The music of conscious singer/songwriter, Ben Lorentzen, is characterized by his lyrical candor, lush arrangements, and emotive tones. Dubbed as "acoustic pop noir," he has chosen to step into the darker side of the human condition, tapping into the realest realms of truth and emotion. Reminiscent of acoustic greats such as Elliott Smith, Nick Drake, and Nick Cave, he shares their melancholic sentiment, but infuses his tracks with moments of ethereal sounds and diverse soundscapes.
"It started out with my mum singing me sad songs before I can remember," says Lorentzen. "She told me I would cry and beg her for more." The cathartic words of his mother resonated deeply within Lorentzen, setting the trajectory for his musical career. Both contemplative and genuine, his haunting music has caught the attention of Paal Flaata (known as "the Johnny Cash of Norway") and songwriter Leslie Grace who have both performed his tunes.
Currently based out of New Jersey, Lorentzen has already performed at legendary venues such as the Hammerstein Ballroom in New York, the Whiskey a Go Go in Los Angeles as well as smaller historic clubs such as Cafe Wha? and The Bitter End.

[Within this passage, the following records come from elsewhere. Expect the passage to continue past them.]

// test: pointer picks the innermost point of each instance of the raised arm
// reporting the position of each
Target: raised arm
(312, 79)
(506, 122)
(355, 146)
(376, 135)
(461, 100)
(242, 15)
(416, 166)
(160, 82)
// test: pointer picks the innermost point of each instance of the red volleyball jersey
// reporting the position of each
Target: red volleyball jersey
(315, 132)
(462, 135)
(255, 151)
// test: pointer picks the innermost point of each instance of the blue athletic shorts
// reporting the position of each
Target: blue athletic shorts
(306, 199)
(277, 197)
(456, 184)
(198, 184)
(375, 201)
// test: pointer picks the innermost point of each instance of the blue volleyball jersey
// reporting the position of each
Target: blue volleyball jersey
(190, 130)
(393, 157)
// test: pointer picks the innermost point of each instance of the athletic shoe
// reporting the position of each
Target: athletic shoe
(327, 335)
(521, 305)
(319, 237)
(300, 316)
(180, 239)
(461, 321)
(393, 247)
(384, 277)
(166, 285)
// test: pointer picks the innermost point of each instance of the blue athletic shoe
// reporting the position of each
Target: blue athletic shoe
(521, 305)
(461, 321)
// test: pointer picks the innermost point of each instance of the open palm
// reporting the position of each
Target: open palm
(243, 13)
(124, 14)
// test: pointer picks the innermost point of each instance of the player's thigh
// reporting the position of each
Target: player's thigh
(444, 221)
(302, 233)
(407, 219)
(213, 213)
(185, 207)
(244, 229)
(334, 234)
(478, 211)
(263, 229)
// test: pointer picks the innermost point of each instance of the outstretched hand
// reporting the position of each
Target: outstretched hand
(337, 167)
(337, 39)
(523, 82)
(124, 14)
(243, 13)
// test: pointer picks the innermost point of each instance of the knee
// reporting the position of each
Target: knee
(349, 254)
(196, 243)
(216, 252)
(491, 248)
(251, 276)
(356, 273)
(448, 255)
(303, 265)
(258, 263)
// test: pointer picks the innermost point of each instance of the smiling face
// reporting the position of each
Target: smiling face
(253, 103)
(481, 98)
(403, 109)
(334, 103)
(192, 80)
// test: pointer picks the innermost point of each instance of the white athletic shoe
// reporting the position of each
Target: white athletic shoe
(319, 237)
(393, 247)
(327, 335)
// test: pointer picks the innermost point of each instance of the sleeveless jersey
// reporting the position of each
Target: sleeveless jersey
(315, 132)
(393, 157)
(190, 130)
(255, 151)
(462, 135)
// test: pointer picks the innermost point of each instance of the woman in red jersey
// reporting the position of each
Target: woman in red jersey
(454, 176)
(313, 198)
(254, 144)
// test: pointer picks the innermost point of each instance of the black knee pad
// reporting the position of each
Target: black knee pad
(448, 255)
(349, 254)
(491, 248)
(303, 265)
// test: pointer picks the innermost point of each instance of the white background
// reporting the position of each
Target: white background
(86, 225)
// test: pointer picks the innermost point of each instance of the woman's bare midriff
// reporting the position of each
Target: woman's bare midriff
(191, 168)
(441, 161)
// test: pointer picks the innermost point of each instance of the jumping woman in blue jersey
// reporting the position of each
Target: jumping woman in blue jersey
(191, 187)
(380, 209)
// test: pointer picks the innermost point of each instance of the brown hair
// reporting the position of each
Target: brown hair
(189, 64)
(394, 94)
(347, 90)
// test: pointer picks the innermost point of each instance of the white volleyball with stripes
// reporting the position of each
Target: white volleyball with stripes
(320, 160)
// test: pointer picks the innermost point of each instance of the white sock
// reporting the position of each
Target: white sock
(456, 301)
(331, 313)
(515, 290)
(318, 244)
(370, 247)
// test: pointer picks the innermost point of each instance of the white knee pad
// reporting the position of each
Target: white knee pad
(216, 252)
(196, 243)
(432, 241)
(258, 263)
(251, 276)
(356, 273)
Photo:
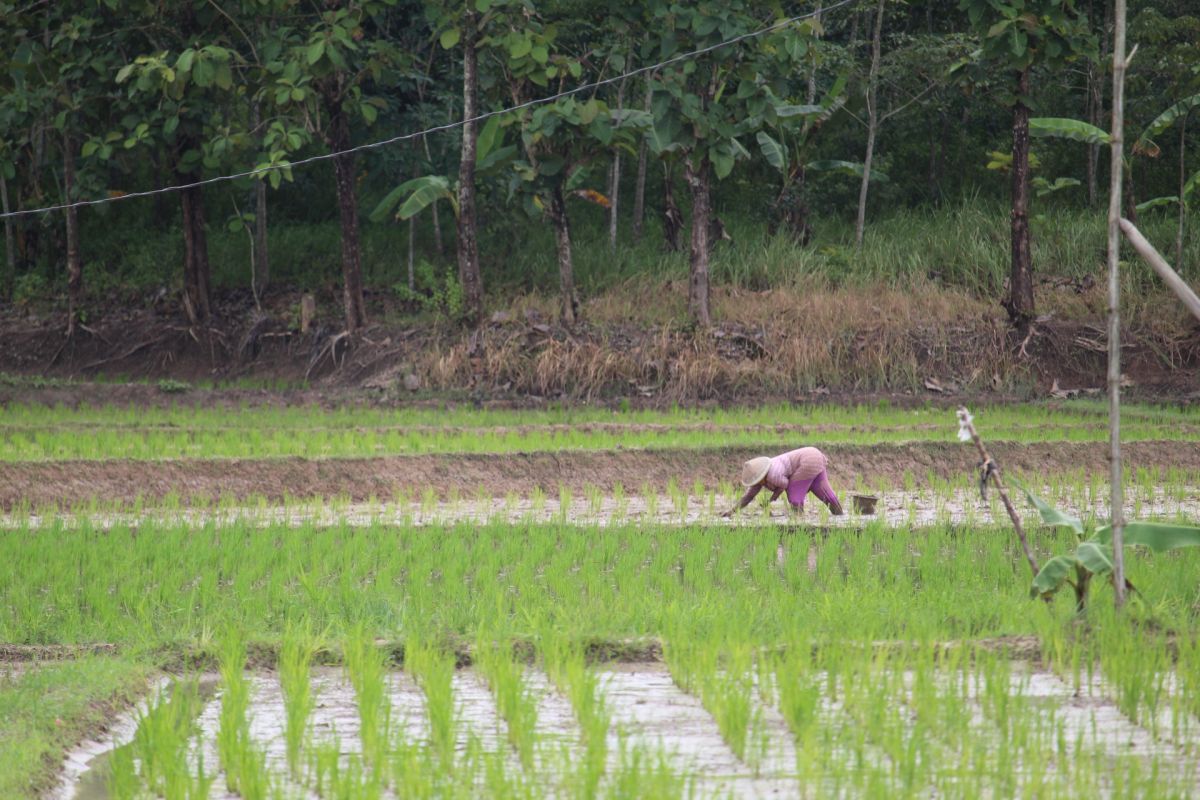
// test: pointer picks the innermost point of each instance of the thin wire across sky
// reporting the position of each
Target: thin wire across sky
(449, 126)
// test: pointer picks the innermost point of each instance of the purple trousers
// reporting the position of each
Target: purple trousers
(819, 485)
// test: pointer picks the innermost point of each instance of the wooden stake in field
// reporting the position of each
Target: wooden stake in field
(990, 471)
(1116, 140)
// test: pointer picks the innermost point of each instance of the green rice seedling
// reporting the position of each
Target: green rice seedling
(564, 504)
(641, 775)
(429, 501)
(366, 666)
(514, 699)
(123, 781)
(652, 501)
(798, 687)
(569, 672)
(414, 773)
(295, 683)
(594, 498)
(501, 783)
(244, 763)
(619, 503)
(354, 781)
(433, 672)
(327, 759)
(729, 696)
(161, 741)
(233, 729)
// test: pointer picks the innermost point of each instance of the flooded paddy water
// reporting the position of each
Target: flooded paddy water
(651, 715)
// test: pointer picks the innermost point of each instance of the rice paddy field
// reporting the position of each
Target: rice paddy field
(253, 601)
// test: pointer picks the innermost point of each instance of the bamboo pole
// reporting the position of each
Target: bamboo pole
(1170, 277)
(991, 471)
(1116, 501)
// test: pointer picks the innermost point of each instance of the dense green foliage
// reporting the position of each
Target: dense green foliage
(139, 95)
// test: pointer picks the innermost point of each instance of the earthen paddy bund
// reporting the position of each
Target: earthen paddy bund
(568, 615)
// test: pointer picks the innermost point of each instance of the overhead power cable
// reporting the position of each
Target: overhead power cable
(438, 128)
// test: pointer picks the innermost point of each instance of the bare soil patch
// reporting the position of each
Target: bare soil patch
(67, 483)
(886, 340)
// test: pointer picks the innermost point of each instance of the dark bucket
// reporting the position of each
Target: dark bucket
(863, 504)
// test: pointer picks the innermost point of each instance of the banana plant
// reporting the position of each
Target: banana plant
(786, 145)
(1092, 557)
(1144, 145)
(414, 196)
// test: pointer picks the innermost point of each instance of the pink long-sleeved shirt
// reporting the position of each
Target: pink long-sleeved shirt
(795, 465)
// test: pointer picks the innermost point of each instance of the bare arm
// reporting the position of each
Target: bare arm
(751, 493)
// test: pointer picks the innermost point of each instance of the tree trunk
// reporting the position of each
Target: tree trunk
(75, 264)
(1183, 182)
(873, 124)
(353, 304)
(196, 256)
(10, 242)
(412, 259)
(468, 245)
(1098, 101)
(613, 199)
(810, 92)
(672, 220)
(700, 185)
(615, 180)
(437, 217)
(262, 276)
(640, 188)
(1116, 143)
(1092, 114)
(1019, 302)
(563, 246)
(1131, 192)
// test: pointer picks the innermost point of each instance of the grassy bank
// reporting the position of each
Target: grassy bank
(47, 708)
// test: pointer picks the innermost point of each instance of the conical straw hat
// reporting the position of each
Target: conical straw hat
(754, 470)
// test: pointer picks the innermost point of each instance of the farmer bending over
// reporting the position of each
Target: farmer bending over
(797, 471)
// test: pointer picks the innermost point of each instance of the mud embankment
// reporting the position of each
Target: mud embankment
(66, 483)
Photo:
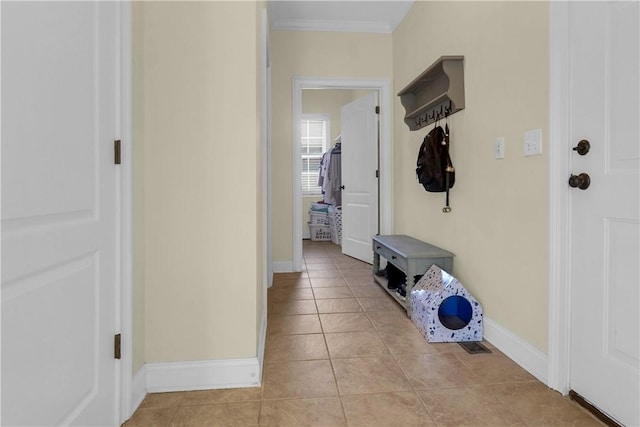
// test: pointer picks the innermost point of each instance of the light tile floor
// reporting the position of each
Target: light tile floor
(341, 352)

He released the album Here and There with his earlier band, Brent, in 2002 and generated a top 40 radio hit with the single, "Need to Need You." However, it is his solo album America which he released in May of 2015, that is solidifying his signature sound and establishing his true fan base.
The album America opens with "My American Revolution," a track that sets the tone but also surprises and entices. Taking elements of world music, a haunting bass-line and some very subtle electronic processing, Lorentzen's breathy vocals lure you into the album like the beginning of a vivid story. The theme of American acoustic folk music carriers throughout the album. Lorentzen utilizes the banjo and harmonica on the slightly sardonic track, "Heaps of Ashes" which offers a Bob Dylan vibe, who is one of his early influences.
His political and philosophical stance are most eloquently and brashly displayed in the track "Masters of War." Unabashed and unafraid, he describes a governmental power and unbalance that can no longer be kept secret. Because the cadence of the song is simple and rhythmic, the ear and mind are fully focused on the lyrics. In the final verse of the song, he fervently sings:
So let me ask you one question:
Is your money that good?
Will it buy you forgiveness?
Do you think that it could?
I think you will find
As your death takes its toll
All the money you make will never buy back your soul.
One of the most poignant tracks on the album, Lorentzen proves that his message is as important as his composition. Keeping activism through music alive, America is an album that is both simple and complex, as he delves into the multifaceted and extreme spectrum of humanity. The intensity of his spirit paired with his musical prowess creates an evocative combination that will make this album soar.